McNeice’s mother, Elizabeth (Lily) Clesham trained as a teacher with the Irish Church Mission in Clonsilla, Dublin, in the 1880s. At the same time Isabella Casey was studying at the Church of Ireland Model School on Marlborough Street (now site of the Department of Education). There’s absolutely no evidence that these two young women – devout Anglicans both, trainee teachers and exact contemporaries – met, let alone knew each other, even though they shared the same historical space (much like James Connolly and Nicholas Beaver – see my post October 22).
However, I like to think that Dublin was a small city then and if there’s no proof that Bella and Lily were acquainted, there’s equally nothing to say they weren’t. So I played God; I got them together at a teachers’ social in October 1889 and, hey presto, they became fast friends on the page.
Elizabeth Clesham was born on October 18, 1866 (a year-and-a-half after Bella Casey) and was brought up outside Clifden. Her father, Martin Clesham, had been born a Catholic but had converted to the Church of Ireland. Here was another point of similarity between Bella and Lily. Michael Casey, Bella’s father, was also a convert having been proselytized by the Protestant evangelist Rev Alexander Dallas, founder of the Irish Church Mission, which ran mission or “ragged” schools in Ireland from the 1850s onwards.

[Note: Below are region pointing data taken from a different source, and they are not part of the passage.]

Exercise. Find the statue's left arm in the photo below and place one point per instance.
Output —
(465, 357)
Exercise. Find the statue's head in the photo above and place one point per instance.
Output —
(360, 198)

Michael Casey worked as a clerk in the Irish Church Mission (ICM) headquarters on Townsend Street and Lily Clesham taught in ICM ragged schools in Dublin and Galway so that was another ready-made link between the two women. I began to feel they should have met.
Lily met clergyman John McNeice, the father of the poet, around this time. (He also makes a cameo appearance in The Rising of Bella Casey.) They married in 1902. Rev John McNeice served in the North of Ireland from 1899 onwards and in the 1930s was appointed Bishop of Down and Connor and Dromore.
Lily Clesham suffered from severe depression following Louis’ birth in 1907 and in 1913 she was moved to a nursing home in Dublin. The five-year old Louis never saw her again; she died of TB on December 18, 1914. Her death had a profound effect on the poet. In his poem, Autobiography, he writes: –
My mother wore a yellow dress;
Gentle, gently, gentleness.
Come back early or never come.
When I was five the black dreams came;
Nothing after was quite the same.
I tried to imbue “my” Lily Clesham in The Rising of Bella Casey with that same sense of gentleness. Certainly, it is that quality in her, that ignites her friendship with Bella Casey. As for Louis McNeice, he never got over the early loss of his mother. He is buried with her in the churchyard at Carrowdore, Co Down.
Louis McNeice as an infant pictured with his mother in 1907.
The Carrowdore graveyard where McNeice is buried with his mother.